The evolution of technology is like a slow dance in which most steps are in place, but a few move forward. Motivated by increases of scale and efficiency, applications push the limits of technology and contribute to its advance. This paper presents an example of such an application.
Shasta is a system for interactive reporting of critical business data at Google. Using diverse, large-scale, distributed data, it was developed to satisfy requirements for:
- complex computations to transform large, complex queries to data store schemas,
- low-latency queries that capture recent data store updates, and
- efficient system management of query views.
To satisfy these requirements, Shasta combines new language and system techniques in a four-level architecture stack:
- (1) Relational view language (RVL) compiler to translate parameterized user query views to SQL and to automatically aggregate query results;
- (2) F1 [Google relational database management system (RDBMS)] engine that generates an execution plan for the generated SQL;
- (3) F1 servers and user-defined function (UDF) servers to execute the plan on a central server or distributed servers; and
- (4) Distributed, diverse data stores that balance read versus write optimization using a novel caching scheme.
Shasta provides several benefits over the legacy C++ system it replaced. Views expressed in RVL are more understandable to business users and, using view templates, easier to query than the underlying schemas. Furthermore, by encapsulating view definition in RVL and separating it from query processing, software engineering management of Shasta is significantly improved over that of the legacy system.
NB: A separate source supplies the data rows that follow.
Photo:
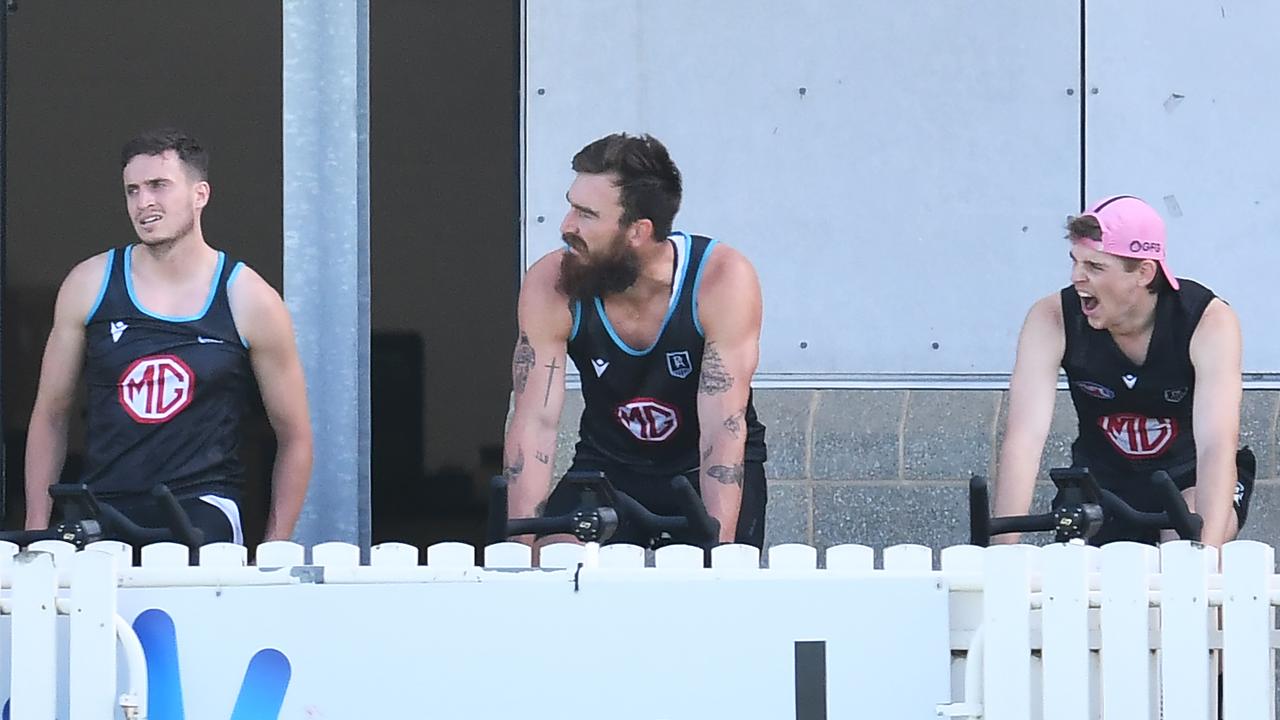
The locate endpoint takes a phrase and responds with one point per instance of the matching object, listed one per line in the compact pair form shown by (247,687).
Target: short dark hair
(158,141)
(1086,227)
(648,181)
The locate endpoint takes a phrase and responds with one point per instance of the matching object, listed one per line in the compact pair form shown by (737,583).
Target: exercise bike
(602,511)
(86,519)
(1083,510)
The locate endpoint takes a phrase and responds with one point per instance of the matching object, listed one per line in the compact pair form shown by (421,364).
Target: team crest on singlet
(1137,436)
(155,388)
(679,364)
(648,419)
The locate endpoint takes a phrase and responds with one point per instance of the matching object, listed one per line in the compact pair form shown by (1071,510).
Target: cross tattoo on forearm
(551,377)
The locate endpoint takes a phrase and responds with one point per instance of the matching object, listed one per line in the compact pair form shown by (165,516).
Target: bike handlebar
(87,519)
(597,519)
(1175,514)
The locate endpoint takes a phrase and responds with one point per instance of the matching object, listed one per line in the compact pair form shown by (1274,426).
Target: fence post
(33,656)
(1184,659)
(1247,623)
(91,669)
(1006,671)
(1065,613)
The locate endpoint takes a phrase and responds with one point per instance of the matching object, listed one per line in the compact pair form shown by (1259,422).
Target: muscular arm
(55,393)
(1215,352)
(264,320)
(538,381)
(730,310)
(1031,409)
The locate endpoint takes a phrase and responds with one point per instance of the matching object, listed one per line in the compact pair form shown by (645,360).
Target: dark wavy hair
(648,182)
(158,141)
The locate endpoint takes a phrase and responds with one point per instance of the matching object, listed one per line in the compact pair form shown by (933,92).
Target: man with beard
(664,328)
(1153,367)
(170,335)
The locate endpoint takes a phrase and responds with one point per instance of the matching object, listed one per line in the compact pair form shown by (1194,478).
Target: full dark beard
(581,278)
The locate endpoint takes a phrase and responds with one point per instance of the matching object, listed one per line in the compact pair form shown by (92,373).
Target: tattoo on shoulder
(726,474)
(734,423)
(515,468)
(714,377)
(521,363)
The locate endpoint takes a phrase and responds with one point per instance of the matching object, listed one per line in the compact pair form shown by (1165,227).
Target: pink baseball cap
(1130,228)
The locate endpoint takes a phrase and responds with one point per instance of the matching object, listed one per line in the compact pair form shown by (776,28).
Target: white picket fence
(1063,632)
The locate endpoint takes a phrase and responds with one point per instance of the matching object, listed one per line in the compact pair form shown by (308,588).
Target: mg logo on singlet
(650,420)
(155,388)
(1138,436)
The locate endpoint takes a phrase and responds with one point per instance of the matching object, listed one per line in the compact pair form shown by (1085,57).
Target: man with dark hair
(664,328)
(1153,365)
(170,336)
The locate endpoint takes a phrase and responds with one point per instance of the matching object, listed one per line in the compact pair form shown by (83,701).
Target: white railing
(1063,632)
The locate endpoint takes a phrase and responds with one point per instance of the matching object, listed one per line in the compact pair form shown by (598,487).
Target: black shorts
(1139,493)
(654,495)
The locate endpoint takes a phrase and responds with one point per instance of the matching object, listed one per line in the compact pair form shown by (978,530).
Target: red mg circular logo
(1138,436)
(155,388)
(650,420)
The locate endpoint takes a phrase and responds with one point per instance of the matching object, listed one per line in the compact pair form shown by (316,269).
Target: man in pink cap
(1153,367)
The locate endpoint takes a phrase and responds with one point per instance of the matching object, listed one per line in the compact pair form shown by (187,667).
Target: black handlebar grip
(700,522)
(1187,524)
(498,509)
(179,523)
(979,513)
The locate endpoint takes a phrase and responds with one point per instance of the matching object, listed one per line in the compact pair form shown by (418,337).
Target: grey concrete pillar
(327,253)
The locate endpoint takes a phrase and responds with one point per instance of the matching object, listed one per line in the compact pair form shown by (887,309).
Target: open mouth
(1088,302)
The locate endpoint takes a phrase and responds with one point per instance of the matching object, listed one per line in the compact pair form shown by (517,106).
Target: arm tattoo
(727,475)
(734,423)
(714,378)
(522,363)
(515,468)
(551,376)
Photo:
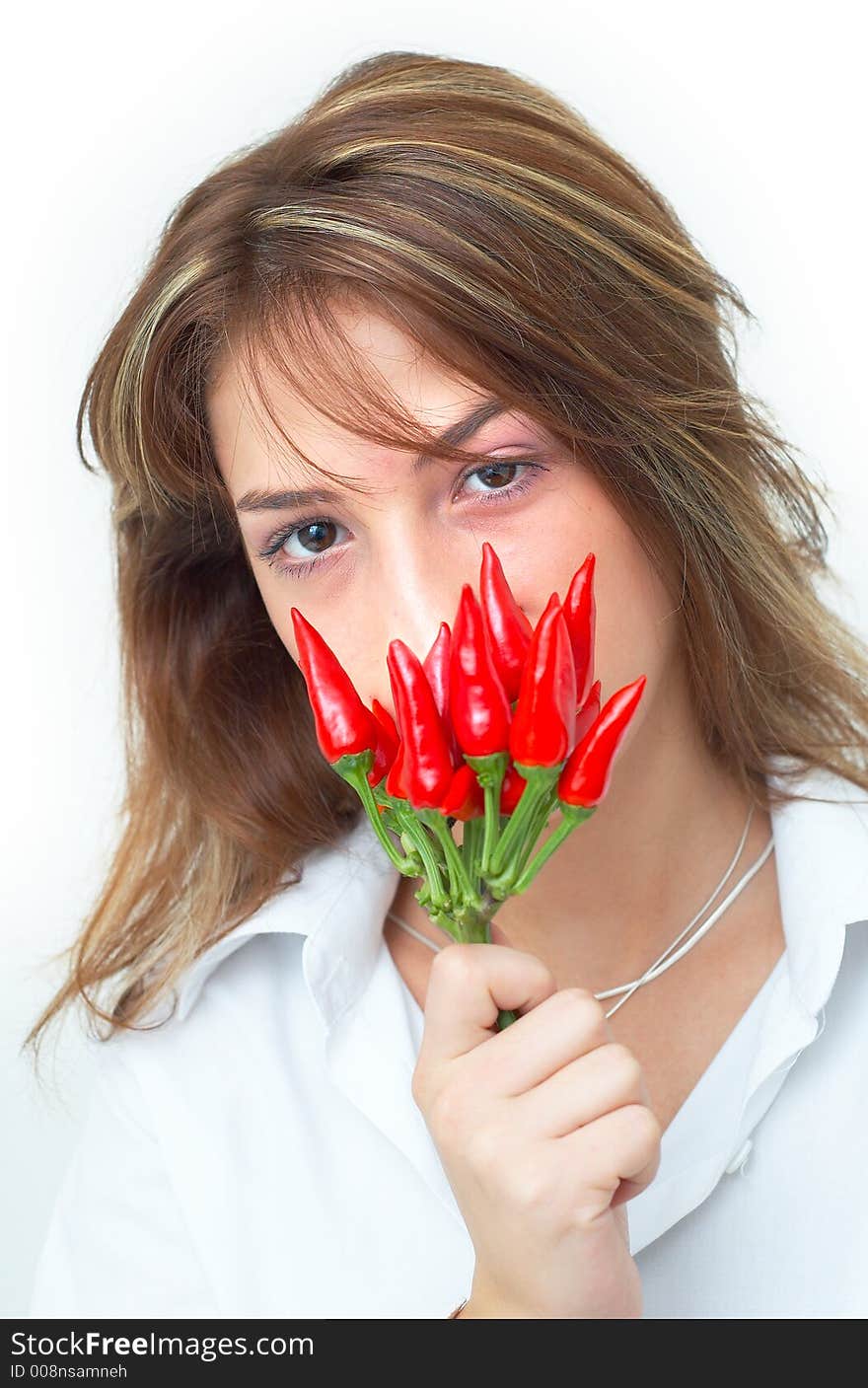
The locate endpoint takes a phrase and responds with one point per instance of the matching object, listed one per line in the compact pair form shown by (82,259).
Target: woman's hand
(543,1132)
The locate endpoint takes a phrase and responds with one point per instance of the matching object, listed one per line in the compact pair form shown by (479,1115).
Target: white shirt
(261,1153)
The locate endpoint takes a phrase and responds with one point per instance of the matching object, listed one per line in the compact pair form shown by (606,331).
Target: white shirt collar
(344,891)
(339,907)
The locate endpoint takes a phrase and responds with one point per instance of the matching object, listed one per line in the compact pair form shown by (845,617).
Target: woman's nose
(414,623)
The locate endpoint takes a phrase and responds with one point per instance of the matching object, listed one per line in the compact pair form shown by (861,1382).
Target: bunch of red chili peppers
(499,726)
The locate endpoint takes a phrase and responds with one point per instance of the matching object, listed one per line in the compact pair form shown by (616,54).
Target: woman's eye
(320,532)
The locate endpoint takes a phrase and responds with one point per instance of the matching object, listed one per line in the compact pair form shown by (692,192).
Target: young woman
(435,310)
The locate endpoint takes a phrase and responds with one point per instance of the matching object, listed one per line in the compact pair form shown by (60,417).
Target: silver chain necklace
(663,962)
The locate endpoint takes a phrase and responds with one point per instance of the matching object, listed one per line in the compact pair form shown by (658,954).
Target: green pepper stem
(490,771)
(460,883)
(540,781)
(572,815)
(354,769)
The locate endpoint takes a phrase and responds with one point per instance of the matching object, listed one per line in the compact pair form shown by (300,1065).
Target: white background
(751,118)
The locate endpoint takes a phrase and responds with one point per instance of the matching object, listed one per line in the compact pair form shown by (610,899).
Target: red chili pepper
(581,616)
(543,726)
(426,767)
(436,665)
(510,629)
(387,743)
(588,771)
(343,723)
(466,798)
(588,713)
(479,708)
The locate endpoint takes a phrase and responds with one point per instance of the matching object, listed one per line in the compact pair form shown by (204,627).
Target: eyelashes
(271,554)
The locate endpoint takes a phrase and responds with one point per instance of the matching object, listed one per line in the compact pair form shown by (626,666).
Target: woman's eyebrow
(457,433)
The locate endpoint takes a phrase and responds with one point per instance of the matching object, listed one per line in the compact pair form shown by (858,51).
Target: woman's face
(364,569)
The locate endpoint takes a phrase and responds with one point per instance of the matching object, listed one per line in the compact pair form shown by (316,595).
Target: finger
(467,987)
(622,1145)
(564,1026)
(596,1083)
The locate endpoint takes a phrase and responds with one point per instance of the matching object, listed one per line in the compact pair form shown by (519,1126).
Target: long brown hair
(532,259)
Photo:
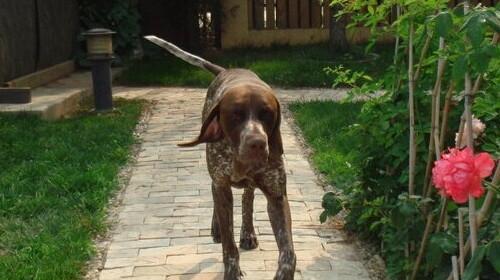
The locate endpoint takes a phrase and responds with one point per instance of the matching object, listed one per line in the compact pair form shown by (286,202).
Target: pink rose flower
(459,173)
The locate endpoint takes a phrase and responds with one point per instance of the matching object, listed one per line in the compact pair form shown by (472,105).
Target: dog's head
(249,118)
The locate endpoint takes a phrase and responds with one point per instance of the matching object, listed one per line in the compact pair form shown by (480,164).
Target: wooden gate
(285,14)
(35,34)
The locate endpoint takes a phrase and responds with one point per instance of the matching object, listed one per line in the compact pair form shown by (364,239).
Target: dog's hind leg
(248,238)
By providing more support for query planning and distributed execution of query plans, Shasta increases performance two to seven times for medium and large queries. With respect to scalability, as input data increases, query latency growth is sublinear, due to distributed query processing and the data characteristics of the Shasta applications (for Shasta applications, query complexity is largely constant across input sizes and query input size “tends to be determined by view parameters”).
The audience for this paper includes those interested in the application of integrated language and system technologies to improve the usability, performance, and scalability of data-rich Internet-distributed interactive applications. Shasta is an example of an application that pushes the limits of technology and contributes to its evolutionary dance forward.